Fears over using statins could cost lives, warns expert

A leading medical expert on cholesterol-lowering statin drugs accuses critics of misleading the public about the dangers of their use.

Professor Sir Rory Collins, from Oxford University, said he believes GPs and the public are being made suspicious of the drug.

The acedmic, one of the country’s top experts on the drug, is unhappy with the British Medical Journal (BMJ), which has run well-publicised articles by two critics of statins that he argues are flawed and misleading.

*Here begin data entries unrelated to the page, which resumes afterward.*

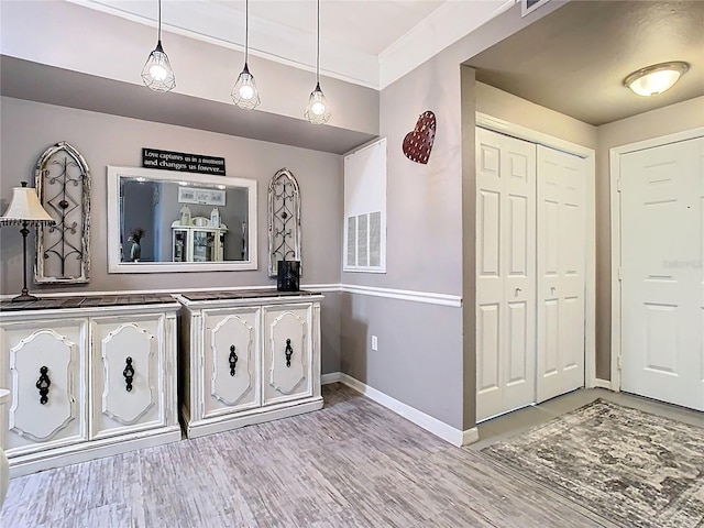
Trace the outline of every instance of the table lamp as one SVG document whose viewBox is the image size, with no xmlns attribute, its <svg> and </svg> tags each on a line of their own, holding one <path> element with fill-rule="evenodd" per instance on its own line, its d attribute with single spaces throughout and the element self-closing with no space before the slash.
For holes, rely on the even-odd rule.
<svg viewBox="0 0 704 528">
<path fill-rule="evenodd" d="M 22 182 L 22 187 L 12 189 L 12 201 L 10 207 L 0 217 L 0 227 L 4 226 L 22 226 L 22 271 L 24 274 L 24 287 L 22 294 L 12 299 L 13 302 L 24 300 L 37 300 L 37 297 L 30 295 L 26 289 L 26 235 L 30 234 L 28 229 L 30 226 L 55 226 L 56 222 L 48 212 L 44 210 L 40 202 L 40 197 L 32 187 L 26 186 L 26 182 Z"/>
</svg>

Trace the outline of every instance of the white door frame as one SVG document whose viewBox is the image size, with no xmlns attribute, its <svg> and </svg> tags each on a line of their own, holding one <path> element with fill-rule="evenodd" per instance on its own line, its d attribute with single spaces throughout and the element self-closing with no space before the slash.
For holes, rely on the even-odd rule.
<svg viewBox="0 0 704 528">
<path fill-rule="evenodd" d="M 704 127 L 661 135 L 650 140 L 615 146 L 609 150 L 609 178 L 610 178 L 610 217 L 612 217 L 612 391 L 620 392 L 620 358 L 622 358 L 622 328 L 620 328 L 620 156 L 629 152 L 645 151 L 656 146 L 679 143 L 704 135 Z"/>
<path fill-rule="evenodd" d="M 586 161 L 584 385 L 587 388 L 603 387 L 604 382 L 596 380 L 596 152 L 594 148 L 578 145 L 576 143 L 561 140 L 560 138 L 554 138 L 482 112 L 476 112 L 476 127 L 550 146 L 558 151 L 583 157 Z"/>
</svg>

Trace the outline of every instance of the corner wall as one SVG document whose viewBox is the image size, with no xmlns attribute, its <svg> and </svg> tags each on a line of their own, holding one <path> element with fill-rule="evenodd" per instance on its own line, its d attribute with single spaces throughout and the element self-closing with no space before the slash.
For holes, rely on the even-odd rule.
<svg viewBox="0 0 704 528">
<path fill-rule="evenodd" d="M 473 279 L 468 283 L 474 207 L 466 209 L 473 202 L 466 189 L 474 182 L 474 144 L 468 148 L 463 139 L 474 103 L 463 109 L 466 74 L 460 65 L 560 6 L 549 2 L 522 18 L 516 4 L 381 94 L 380 130 L 388 140 L 387 273 L 342 273 L 343 284 L 374 295 L 346 294 L 342 372 L 461 431 L 475 425 L 476 355 L 468 327 L 474 305 Z M 419 165 L 404 156 L 402 143 L 426 110 L 436 114 L 437 132 L 428 164 Z M 386 289 L 449 295 L 461 306 L 376 295 Z M 378 351 L 371 350 L 371 334 L 380 338 Z"/>
<path fill-rule="evenodd" d="M 596 129 L 596 377 L 610 380 L 612 232 L 610 148 L 704 127 L 704 97 L 603 124 Z M 603 351 L 608 351 L 604 354 Z"/>
</svg>

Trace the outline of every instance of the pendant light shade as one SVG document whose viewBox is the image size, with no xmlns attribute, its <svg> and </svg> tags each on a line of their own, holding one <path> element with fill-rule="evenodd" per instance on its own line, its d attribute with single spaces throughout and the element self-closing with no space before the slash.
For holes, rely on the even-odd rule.
<svg viewBox="0 0 704 528">
<path fill-rule="evenodd" d="M 316 85 L 316 89 L 310 92 L 308 98 L 308 107 L 306 107 L 306 119 L 312 124 L 324 124 L 328 122 L 332 111 L 326 100 L 326 96 L 320 89 L 320 82 Z"/>
<path fill-rule="evenodd" d="M 332 116 L 326 96 L 320 89 L 320 0 L 318 0 L 318 47 L 316 54 L 316 89 L 310 92 L 304 114 L 312 124 L 324 124 Z"/>
<path fill-rule="evenodd" d="M 158 37 L 156 47 L 150 53 L 142 68 L 142 80 L 150 90 L 166 92 L 176 87 L 176 77 L 162 47 L 162 0 L 158 0 Z"/>
<path fill-rule="evenodd" d="M 248 64 L 250 58 L 250 0 L 244 2 L 244 69 L 232 87 L 230 97 L 232 97 L 232 101 L 238 107 L 244 110 L 252 110 L 258 106 L 261 100 L 254 76 L 250 74 L 250 66 Z"/>
<path fill-rule="evenodd" d="M 690 65 L 683 62 L 654 64 L 630 74 L 624 85 L 639 96 L 657 96 L 672 88 L 688 69 Z"/>
</svg>

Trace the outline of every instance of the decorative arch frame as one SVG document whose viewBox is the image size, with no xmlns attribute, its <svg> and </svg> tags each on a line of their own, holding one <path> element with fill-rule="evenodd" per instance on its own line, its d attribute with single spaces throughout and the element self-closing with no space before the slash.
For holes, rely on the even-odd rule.
<svg viewBox="0 0 704 528">
<path fill-rule="evenodd" d="M 278 261 L 300 260 L 300 189 L 282 168 L 268 184 L 268 276 L 277 276 Z"/>
<path fill-rule="evenodd" d="M 56 226 L 37 229 L 34 282 L 90 282 L 90 169 L 65 141 L 48 147 L 36 162 L 34 183 L 40 201 Z"/>
</svg>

“It is a serious disservice to British and international medicine,” he said, claiming that it was probably killling more people than had been harmed as a result of the paper on the MMR vacine by Andrew Wakefield.

“I would think the papers on statins are far worse in terms of the harm they have done.”

Statins are currently being taken in the UK by 7 million people who have at least a 20 per cent risk of a heart attack or stroke in the next 10 years.

Following a major study overseen by Collins’ team at Oxford in 2012, the National Institute for Heath and Care Excellence (Nice) recommended in Fabruary that they should be given to people at only 10 per cent risk – potentially dramatically increasing the number of people taking them.

A number of doctors are among thise who have questioned the wisdom of dosing healthy people to prevent, rather than treat illness.

Some of them doubt the data from the drug company trials, which has been made available to Collins and his team but nobody else.

Collins criticised two papers published by the BMJ – one by John Abramson, a clinician working at Harvard medical school, and the other by Aseem Malhotra, a cardioligist in the UK.

Both doctors said statins did not reduce mortality and that side effects mean they did more harm than good.